Uniti salvam Roșia Montană

Uniti salvam Roșia Montană

Petit rappel des faits. Roșia Montană est un petit village des Carpates. Ville minière de Transylvanie, elle vivait depuis toujours dans l’anonymat. Jusqu’au jour où le peuple roumain, que l’on n’a pas l’habitude de voir dans les rues, se réveille et décide de défendre ses droits.

_DSC0196-1200

Deux raisons majeures, écologique et économique. Tout d’abord, pourquoi donner à une société étrangère le droit d’exploiter l’or et l’argent de son pays ? C’est pourtant ce qu’a fait le gouvernement, en laissant l’exploitation à Gabriel Ressources, une société canadienne. Et comme si cela n’était pas suffisant, il l’a autorisé à utiliser du cyanure pour l’extraction des matériaux (prévisions : 40 tonnes par jour). Conséquences estimées : 250 millions de tonnes de déchets liquides, qui seront stockés dans un lac artificiel, ce qui détruira au total 42 km² de forêt, ainsi qu’une partie du village. Sur 3 000 habitants, 1 000 seront tenus de déménager. Par ailleurs, la société minière, qui possède déjà une bonne partie du village, a obtenu de l’état roumain le droit d’exproprier tous ceux qui refuseraient de vendre leurs maisons.  C’est vrai que c’est plus commode.
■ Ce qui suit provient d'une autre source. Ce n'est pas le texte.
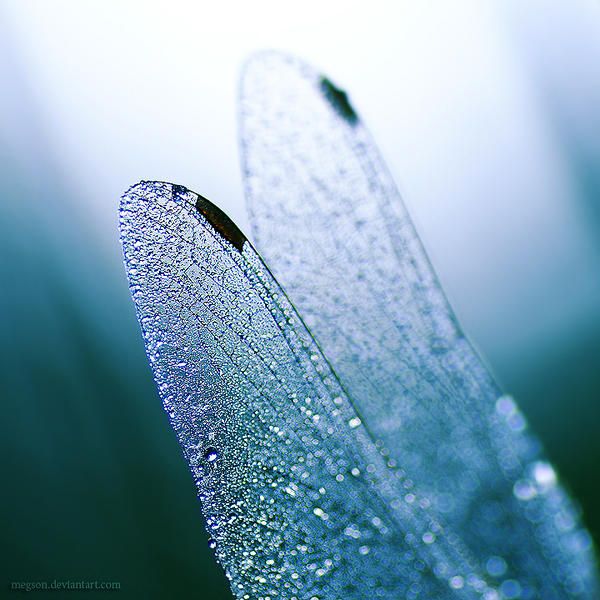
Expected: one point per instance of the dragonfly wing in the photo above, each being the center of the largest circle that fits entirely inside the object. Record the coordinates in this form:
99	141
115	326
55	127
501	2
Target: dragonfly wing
330	223
298	498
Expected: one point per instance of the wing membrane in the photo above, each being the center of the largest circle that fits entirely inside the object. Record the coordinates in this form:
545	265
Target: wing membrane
331	225
300	500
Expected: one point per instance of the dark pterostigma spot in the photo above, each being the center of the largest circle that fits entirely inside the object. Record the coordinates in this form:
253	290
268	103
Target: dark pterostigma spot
221	222
339	100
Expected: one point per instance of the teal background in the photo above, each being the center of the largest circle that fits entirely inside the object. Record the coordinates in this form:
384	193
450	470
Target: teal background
506	198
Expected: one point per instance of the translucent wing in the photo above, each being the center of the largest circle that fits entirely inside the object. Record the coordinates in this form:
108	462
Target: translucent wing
330	224
298	498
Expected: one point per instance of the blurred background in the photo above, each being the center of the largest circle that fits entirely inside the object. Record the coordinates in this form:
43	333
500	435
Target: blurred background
488	113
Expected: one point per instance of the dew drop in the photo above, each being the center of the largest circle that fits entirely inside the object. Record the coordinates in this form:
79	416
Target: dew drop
211	454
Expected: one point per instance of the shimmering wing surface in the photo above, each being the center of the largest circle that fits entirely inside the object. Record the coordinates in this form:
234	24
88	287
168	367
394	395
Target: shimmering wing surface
330	224
299	500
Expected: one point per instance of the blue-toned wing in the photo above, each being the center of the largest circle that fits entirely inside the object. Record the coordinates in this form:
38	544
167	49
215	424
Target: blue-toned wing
299	500
330	224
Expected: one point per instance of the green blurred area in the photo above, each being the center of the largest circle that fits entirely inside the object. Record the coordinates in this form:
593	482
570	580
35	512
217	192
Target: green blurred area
94	483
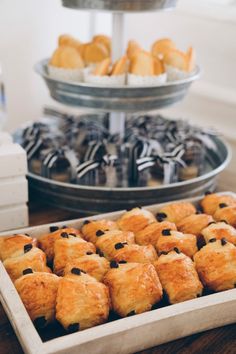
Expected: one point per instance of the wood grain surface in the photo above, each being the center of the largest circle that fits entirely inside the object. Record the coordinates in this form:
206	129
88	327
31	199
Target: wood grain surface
220	341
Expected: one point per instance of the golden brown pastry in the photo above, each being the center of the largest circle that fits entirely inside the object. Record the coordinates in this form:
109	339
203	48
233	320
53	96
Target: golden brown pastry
135	220
69	248
82	302
134	287
33	258
218	231
38	293
186	243
226	213
162	46
194	224
216	265
136	254
13	245
46	242
175	212
66	57
151	233
211	202
178	277
91	227
109	243
93	265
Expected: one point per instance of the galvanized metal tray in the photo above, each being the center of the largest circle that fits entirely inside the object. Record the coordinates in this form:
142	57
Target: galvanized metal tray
120	5
93	200
123	98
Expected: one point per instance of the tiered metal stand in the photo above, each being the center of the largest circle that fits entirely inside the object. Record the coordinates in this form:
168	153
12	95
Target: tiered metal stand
120	101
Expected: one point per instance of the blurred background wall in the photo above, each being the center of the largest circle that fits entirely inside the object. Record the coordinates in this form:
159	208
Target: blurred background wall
29	31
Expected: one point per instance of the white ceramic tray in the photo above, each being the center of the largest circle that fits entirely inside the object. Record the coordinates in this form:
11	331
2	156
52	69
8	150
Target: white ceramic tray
126	335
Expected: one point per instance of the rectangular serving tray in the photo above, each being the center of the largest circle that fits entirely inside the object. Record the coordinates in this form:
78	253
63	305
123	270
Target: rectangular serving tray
123	336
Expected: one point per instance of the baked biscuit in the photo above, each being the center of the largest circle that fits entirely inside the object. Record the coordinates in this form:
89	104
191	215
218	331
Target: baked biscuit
186	243
136	254
175	212
211	202
38	293
109	243
13	245
33	258
67	249
135	220
218	231
227	213
46	242
178	277
82	302
134	287
151	233
91	227
194	224
216	265
92	264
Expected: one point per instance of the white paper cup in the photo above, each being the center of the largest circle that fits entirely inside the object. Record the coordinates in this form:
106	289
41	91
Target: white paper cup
137	80
65	74
174	74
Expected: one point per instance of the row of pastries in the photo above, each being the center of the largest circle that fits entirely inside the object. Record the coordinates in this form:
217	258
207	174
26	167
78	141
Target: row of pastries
78	276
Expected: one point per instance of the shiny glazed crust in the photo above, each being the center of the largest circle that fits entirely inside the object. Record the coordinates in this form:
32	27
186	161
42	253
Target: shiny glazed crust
90	228
186	243
46	242
194	224
81	301
178	277
178	211
69	249
93	265
151	233
38	292
136	254
107	243
134	288
12	246
135	220
210	202
216	265
34	259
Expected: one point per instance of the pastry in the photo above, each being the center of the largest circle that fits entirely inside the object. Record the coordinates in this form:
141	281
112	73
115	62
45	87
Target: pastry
186	243
194	224
132	49
13	246
219	230
178	277
134	287
151	233
135	220
175	212
91	227
92	264
226	213
33	258
216	265
109	242
46	242
104	40
69	248
82	302
136	254
161	47
38	293
211	202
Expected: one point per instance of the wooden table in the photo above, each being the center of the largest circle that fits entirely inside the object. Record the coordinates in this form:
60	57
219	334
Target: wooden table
221	340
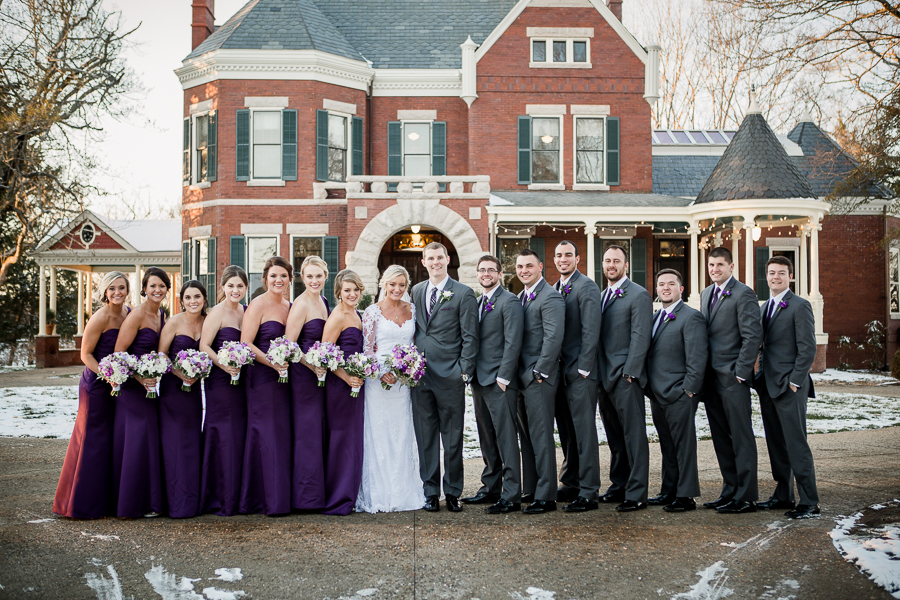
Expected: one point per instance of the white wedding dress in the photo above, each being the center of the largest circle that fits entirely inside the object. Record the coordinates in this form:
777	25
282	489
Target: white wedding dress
390	474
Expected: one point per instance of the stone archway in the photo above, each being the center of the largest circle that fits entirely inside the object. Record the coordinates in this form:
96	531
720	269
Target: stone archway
407	212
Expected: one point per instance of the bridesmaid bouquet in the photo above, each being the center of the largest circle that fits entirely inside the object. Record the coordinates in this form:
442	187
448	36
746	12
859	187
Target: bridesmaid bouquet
325	355
407	365
235	355
152	364
360	365
194	364
115	369
281	352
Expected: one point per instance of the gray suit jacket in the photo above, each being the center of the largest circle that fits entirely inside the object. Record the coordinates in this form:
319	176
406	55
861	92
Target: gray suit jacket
581	340
734	332
449	339
545	317
625	335
788	346
676	362
500	340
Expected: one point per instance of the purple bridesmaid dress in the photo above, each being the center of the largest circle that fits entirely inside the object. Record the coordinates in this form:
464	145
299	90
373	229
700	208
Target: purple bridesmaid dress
224	435
344	424
85	483
180	420
137	465
308	483
266	477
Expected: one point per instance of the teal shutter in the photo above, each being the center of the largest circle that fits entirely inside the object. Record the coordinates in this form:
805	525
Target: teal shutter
330	254
524	150
359	137
612	150
289	144
321	145
639	262
242	149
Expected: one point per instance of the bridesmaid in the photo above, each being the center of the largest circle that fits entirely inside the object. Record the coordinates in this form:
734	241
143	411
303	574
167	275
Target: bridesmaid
306	322
137	467
85	483
180	412
225	430
266	477
343	413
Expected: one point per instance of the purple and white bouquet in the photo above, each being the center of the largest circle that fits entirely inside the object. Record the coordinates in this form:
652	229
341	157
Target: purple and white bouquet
194	364
115	369
235	355
362	366
152	365
283	351
325	355
406	363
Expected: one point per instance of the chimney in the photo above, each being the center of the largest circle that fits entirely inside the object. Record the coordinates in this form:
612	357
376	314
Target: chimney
204	23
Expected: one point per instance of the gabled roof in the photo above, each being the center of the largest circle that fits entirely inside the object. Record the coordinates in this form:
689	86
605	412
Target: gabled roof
755	166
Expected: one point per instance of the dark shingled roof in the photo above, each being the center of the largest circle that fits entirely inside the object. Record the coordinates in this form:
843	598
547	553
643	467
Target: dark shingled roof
755	166
408	34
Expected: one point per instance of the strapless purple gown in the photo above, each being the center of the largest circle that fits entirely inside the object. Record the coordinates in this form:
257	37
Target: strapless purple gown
180	419
308	483
137	464
344	437
224	435
266	477
85	483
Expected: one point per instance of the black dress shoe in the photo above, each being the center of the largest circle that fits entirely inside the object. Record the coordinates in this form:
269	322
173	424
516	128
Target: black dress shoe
453	504
681	505
539	506
481	498
804	511
581	505
503	507
736	508
772	503
631	506
661	500
720	501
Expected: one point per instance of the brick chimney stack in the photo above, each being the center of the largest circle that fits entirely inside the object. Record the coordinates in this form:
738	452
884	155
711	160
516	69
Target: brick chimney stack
204	23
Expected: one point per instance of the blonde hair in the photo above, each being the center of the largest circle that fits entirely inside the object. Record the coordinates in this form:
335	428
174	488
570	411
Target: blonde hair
106	281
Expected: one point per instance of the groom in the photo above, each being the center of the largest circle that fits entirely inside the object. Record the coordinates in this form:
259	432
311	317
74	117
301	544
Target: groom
447	335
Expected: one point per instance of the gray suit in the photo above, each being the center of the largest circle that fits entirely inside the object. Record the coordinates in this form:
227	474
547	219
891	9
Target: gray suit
449	340
576	399
734	336
788	352
624	343
676	366
541	343
499	342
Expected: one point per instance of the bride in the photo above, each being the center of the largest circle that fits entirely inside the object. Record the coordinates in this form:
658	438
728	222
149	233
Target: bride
390	477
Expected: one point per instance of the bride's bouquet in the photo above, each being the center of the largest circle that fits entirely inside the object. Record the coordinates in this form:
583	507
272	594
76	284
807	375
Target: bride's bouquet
235	355
362	366
194	364
325	355
281	352
115	369
407	365
152	365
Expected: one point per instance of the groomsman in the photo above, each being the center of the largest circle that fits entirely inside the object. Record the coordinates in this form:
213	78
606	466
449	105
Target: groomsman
447	333
494	390
676	366
732	315
784	384
624	341
545	313
576	398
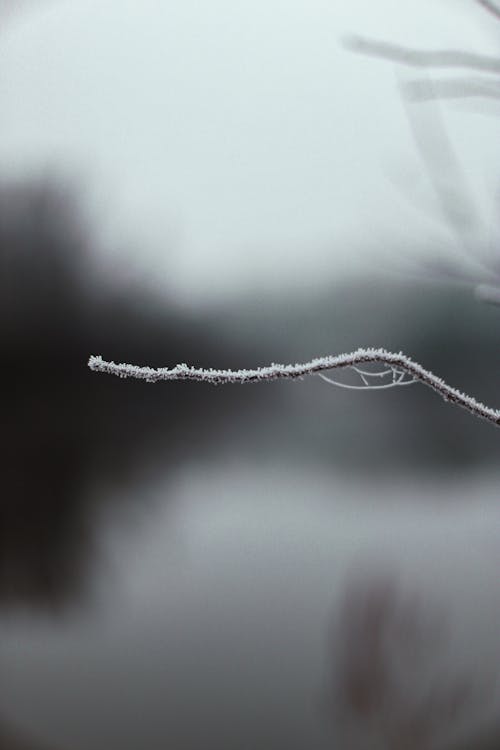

Belleville arrive en Roumanie en plein « Automne roumain ». La presse parle aussi de « Mouvement des indignés ».  Le peuple descend tous les weekends dans la rue pour demander l’inscription du site au patrimoine de l’UNESCO et la démission du gouvernement. Même si les médias roumains font peu de cas de ces manifestations, la presse internationale a relayé l’information et le mouvement s’est étendu dans le monde entier.

_DSC0187-1200

Dimanche, 15 heures. Nous arrivons sur la place historique Universității  qui a vu les affrontements de 1989, lorsque le gouvernement de Ceaușescu a été renversé, et celui-ci exécuté. Toutes les générations et tous les milieux sont  représentés. Une volonté commune : celle d’aller jusqu’au bout. Cela fait maintenant plusieurs mois que ces indignés se rassemblent tous les weekends, voire tous les soirs. Le slogan majeur, qui sert de titre à notre article : « Ensemble nous sauverons Roșia Montană ». Nous traversons la place tant bien que mal, alors que la police a reçu l’ordre de bloquer l’une des artères centrales du chemin traditionnel. Cela n’arrête personne, et au bout de quelques minutes, nous finissons par passer. Nous cheminons inlassablement jusqu’au Parlement, cet immense édifice qui n’est autre que le deuxième plus grand bâtiment du monde construit par Ceaușescu quelques années avant sa mort. Les drapeaux roumains volent au vent, avec ceux créés pour Roșia Montană : il s’agit d’une feuille, dont l’un des côtés est vert – pour la nature – et l’autre rouge – pour le sang. Le bâtiment est si grand qu’il faut plus d’une heure pour en faire le tour, et nous voilà repartis vers la place mythique où nous avions commencé. Puis, c’est assis par terre sur le carrefour, bloquant la circulation, que nous resterons jusque tard dans la nuit, devant l’incapacité des policiers à nous déloger.

_DSC0212-1200

Bien plus qu’une cause environnementale, ces manifestations sont un symbole d’un véritable éveil du peuple roumain, et notamment de la jeune génération. Après des années à subir un gouvernement bancal qui manque de transparence, il est plus que jamais déterminé à se faire entendre.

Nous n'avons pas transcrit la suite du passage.